19 de setembro de 2011

Crítica | Confiar

por Eduardo Monteiro

Trust, EUA, 2010 | Duração: 1h45 | Lançado no Brasil em 23 de Setembro de 2011, nos cinemas | Escrito por Andy Bellin e Robert Festinger | Dirigido por David Schwimmer | Com Liana Liberato, Clive Owen, Catherine Keener, Jason Clarke, Viola Davis, Chris Henry Coffey, Spencer Curnutt, Aislinn DeButc, Noah Emmerich, Olivia Wickline, Zoe Levin.

Após ganhar um computador em seu aniversário de 14 anos, a jovem Annie (Liberato) conquista um acréscimo de privacidade que permite o fortalecimento da amizade virtual que mantém com o atencioso Charlie. Carente de atenção da família e dos colegas da escola, a garota aos poucos descobre que o amigo não é completamente sincero (ele mente repetidas vezes sobre a própria idade), mas, mesmo assim, permite que o envolvimento dos dois alcance o mundo real e aceita marcar um encontro. Porém, o misto de surpresa e decepção ao descobrir que Charlie (Coffey) era na verdade um homem ainda mais velho rapidamente se dilui graças a seu papo adocicado e sedutor - e, a essa altura, constatar que o encontro termina em um motel onde um abuso ocorre não constitui uma grande surpresa. Porém, o fato acaba chegando ao conhecimento da polícia, que aciona o FBI, dando início a uma investigação que lança a mente e a vida de Annie em uma espiral de conflitos e sentimentos.

Mesmo parecendo coeso baseando-se apenas em sua sinopse, confesso que demorei a entender de que verdadeiramente se tratava Confiar. Com um cintilante letreiro imaginário piscando o termo "pedofilia" na cabeça do espectador a todo momento, o drama dirigido por David Schwimmer é iniciado com Annie alegre em sua rotina e um fundo musical alto astral, prenunciando um filme colegial que não se concretiza; mais adiante, envereda para os lados de suspense policial, mas a investigação do caso em questão permanece na superfície e sequer é concluída; ainda nessa parte, consegue gerar tensão a partir de uma cena de suspense envolvendo telefones, mas a experiência não se repete; já em outro instante, um delírio vingativo de certo personagem em uma loja de armas aposta claramente numa atmosfera de comicidade, algo assustadoramente incompatível com o tema central. Porém, só consegui de fato apreciar um pouco o filme quando relevei todas as asneiras da direção de Schwimmer e do roteiro de Andy Bellin e Robert Festinger e percebi que no drama particular da garota violentada é que se encontrava a força da produção.
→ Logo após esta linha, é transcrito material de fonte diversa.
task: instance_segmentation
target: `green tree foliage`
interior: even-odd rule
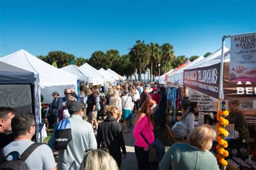
[[[185,55],[178,55],[174,58],[171,62],[172,68],[176,68],[182,65],[187,60],[187,58]]]
[[[192,55],[191,57],[190,57],[189,60],[190,61],[192,62],[194,61],[194,60],[197,59],[199,57],[199,56],[198,55]]]
[[[204,55],[204,57],[207,57],[208,56],[209,56],[210,55],[212,54],[212,53],[211,52],[207,52],[206,53],[205,53],[205,54]]]
[[[79,57],[79,58],[76,58],[75,60],[75,65],[76,66],[80,67],[83,64],[84,64],[85,63],[88,62],[89,61],[89,59],[85,59],[82,57]]]
[[[100,51],[97,51],[92,53],[88,63],[97,69],[100,69],[102,67],[104,69],[107,68],[104,53]]]
[[[57,63],[56,63],[56,61],[55,61],[52,63],[52,66],[55,67],[56,68],[58,68],[58,66],[57,66]]]
[[[131,76],[135,74],[136,69],[131,62],[129,55],[123,55],[119,60],[118,66],[117,66],[116,70],[121,75],[125,75],[127,77]]]
[[[153,69],[154,67],[153,66],[157,65],[161,60],[161,49],[157,43],[150,42],[147,46],[150,49],[150,59],[149,67],[150,69],[150,81],[151,81],[152,80]]]
[[[164,61],[164,70],[166,73],[166,62],[172,60],[174,58],[173,47],[169,43],[164,43],[161,46],[161,60]]]
[[[146,69],[150,60],[150,49],[147,45],[140,41],[137,41],[137,44],[131,48],[129,55],[131,58],[131,62],[138,70],[138,79],[142,80],[142,70],[144,71]]]
[[[108,50],[105,53],[106,57],[106,68],[107,69],[110,68],[112,70],[117,72],[118,68],[119,66],[119,61],[120,60],[120,56],[119,52],[116,49]]]

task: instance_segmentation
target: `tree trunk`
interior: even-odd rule
[[[153,60],[151,60],[151,65],[150,66],[150,81],[152,80],[152,73],[153,71]]]
[[[142,81],[142,68],[141,68],[141,61],[140,57],[139,56],[139,74],[138,75],[138,80],[139,81]]]
[[[166,60],[164,60],[164,74],[166,73]]]

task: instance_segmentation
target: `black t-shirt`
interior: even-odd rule
[[[14,137],[12,133],[9,134],[0,133],[0,148],[1,148],[14,141]]]
[[[87,98],[86,103],[87,104],[87,110],[88,111],[92,111],[93,105],[96,105],[96,97],[94,94],[92,94]]]

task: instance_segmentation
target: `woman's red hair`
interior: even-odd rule
[[[153,115],[151,116],[149,114],[149,108],[152,107],[153,105],[156,104],[156,101],[152,99],[147,99],[145,101],[143,104],[142,105],[140,109],[139,109],[139,112],[136,115],[134,121],[134,126],[136,124],[138,123],[139,120],[141,119],[142,116],[146,116],[147,118],[147,121],[149,121],[148,124],[149,126],[150,124],[150,121],[153,124],[153,127],[154,126],[154,118]]]

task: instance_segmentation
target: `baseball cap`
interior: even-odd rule
[[[69,105],[69,112],[70,115],[78,112],[81,109],[81,103],[79,102],[71,102]]]
[[[53,91],[51,96],[55,95],[59,95],[59,93],[58,91]]]
[[[145,84],[145,87],[151,87],[151,86],[150,86],[150,84],[147,83]]]

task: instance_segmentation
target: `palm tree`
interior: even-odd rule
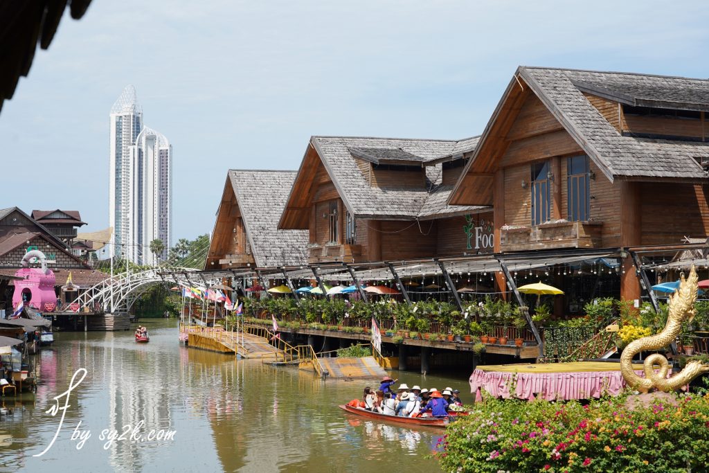
[[[157,255],[162,252],[162,250],[165,249],[165,245],[162,243],[162,240],[160,238],[155,238],[150,242],[150,251],[152,252],[152,261],[153,264],[157,266],[156,258]]]

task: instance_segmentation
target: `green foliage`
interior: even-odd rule
[[[337,350],[337,357],[362,358],[372,356],[372,348],[364,345],[353,345]]]
[[[628,409],[486,399],[451,423],[435,454],[445,472],[695,472],[709,464],[709,396]]]

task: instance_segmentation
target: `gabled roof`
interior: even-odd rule
[[[464,141],[462,145],[462,142],[453,140],[313,136],[310,147],[317,152],[343,203],[355,218],[413,220],[434,215],[479,212],[487,208],[477,206],[454,207],[446,205],[451,188],[441,187],[441,165],[433,162],[451,157],[454,152],[460,153],[462,157],[463,150],[474,148],[476,138],[468,138]],[[373,162],[375,160],[391,160],[394,156],[399,161],[406,157],[414,157],[415,159],[410,158],[410,160],[420,162],[425,167],[426,188],[370,186],[354,160],[355,157],[363,158],[364,154],[371,157],[367,160]],[[308,174],[312,169],[305,166],[306,162],[312,159],[311,156],[306,152],[296,180],[313,178]],[[305,196],[295,195],[300,191],[295,187],[291,190],[284,217],[285,212],[303,211],[307,206],[303,205]],[[281,228],[287,226],[284,217],[279,223]]]
[[[32,218],[43,223],[74,223],[77,226],[86,225],[82,221],[81,214],[77,210],[33,210]]]
[[[308,230],[278,229],[295,177],[295,171],[229,170],[257,267],[301,266],[308,262]]]
[[[522,66],[518,68],[488,123],[450,201],[455,201],[468,172],[472,169],[476,172],[476,160],[484,152],[491,130],[503,119],[506,101],[517,94],[518,87],[526,87],[611,182],[616,178],[694,182],[709,180],[697,162],[709,159],[709,143],[622,135],[584,95],[585,91],[642,106],[708,109],[704,103],[709,102],[709,80]],[[490,169],[479,169],[476,172],[489,172]]]

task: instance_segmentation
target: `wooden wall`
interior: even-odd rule
[[[689,184],[638,183],[642,245],[709,236],[709,191]]]

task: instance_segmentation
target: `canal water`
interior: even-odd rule
[[[427,456],[442,429],[373,422],[337,408],[374,381],[323,381],[293,367],[191,350],[179,344],[177,321],[142,323],[147,344],[135,343],[132,332],[55,334],[35,355],[36,394],[0,399],[0,471],[440,471]],[[55,400],[75,373],[68,401]],[[391,375],[410,386],[451,386],[471,400],[469,372]]]

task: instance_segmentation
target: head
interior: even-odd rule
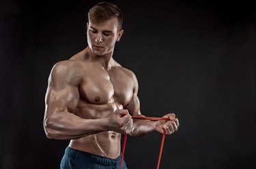
[[[122,11],[113,3],[99,3],[89,10],[87,42],[94,53],[102,56],[113,52],[116,41],[124,33],[122,22]]]

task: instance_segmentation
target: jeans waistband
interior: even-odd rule
[[[77,150],[68,147],[65,150],[65,154],[81,160],[99,164],[104,166],[117,166],[121,163],[121,153],[115,159],[111,159],[100,155],[94,155],[85,151]]]

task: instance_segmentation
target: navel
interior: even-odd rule
[[[95,98],[94,100],[96,101],[96,102],[98,102],[98,101],[100,100],[100,98],[99,96],[97,96],[97,97]]]

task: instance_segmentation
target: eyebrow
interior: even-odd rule
[[[96,28],[94,28],[94,27],[93,27],[93,26],[90,26],[89,27],[91,28],[91,29],[95,29],[95,30],[98,31],[97,29],[96,29]],[[113,33],[113,31],[108,31],[108,30],[103,31],[103,32],[105,32],[105,33]]]

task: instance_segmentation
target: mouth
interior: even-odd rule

Por tudo isso, Confiar funcionaria muito melhor caso desse maior atenção às consequências psicológicas sofridas pela família de Annie e, especialmente, a confusão vivida pela própria garota, obrigada a lidar com conflitos muito adultos sem ter a maturidade necessária. Prova disso é o primeiro ato da projeção, que falha na tentativa de introduzir o complexo contexto que fomenta o drama do restante do filme. Repare, por exemplo, como o pai da garota, Will (Owen), profere todas suas falas com um tom irritante de espirituosidade apenas para constar que o clima e a rotina daquela família são normais e leves, ou então como age de modo atencioso e afetuoso com a filha apenas para, sem mais nem menos, ignorá-la em um instante pontual, quando surge compenetrado em seu trabalho, simplesmente para sustentar a carência de atenção que explicaria a decisão de Annie de recorrer a outros meios de obtê-la. A aproximação da garota com Charlie, por sinal, jamais alcança a naturalidade necessária, e há vários fatores envolvidos nesse problema: o pouco tempo empregado para a relação virtual e para o encontro no shopping não permitem o bom desenvolvimento do caso; a jovem Liana Liberato, eficiente em outros momentos, é basicamente prejudicada por um roteiro que exige que uma garota de 14 anos seja inacreditavelmente indefesa e ingênua, mesmo que antes tenha demonstrado o contrário (na primeira cena do filme, ela bloqueia um participante de um chat por uma simples insinuação sexual); e, por último, o ator Chris Henry Coffey permanece em cena com uma expressão que faz Charlie parecer um homem que tenta constantemente esconder sua própria psicopatia (ainda que seu olhar, meio ansioso, chegue perto de entregá-lo), o que demanda uma ingenuidade ainda maior por parte de sua vítima.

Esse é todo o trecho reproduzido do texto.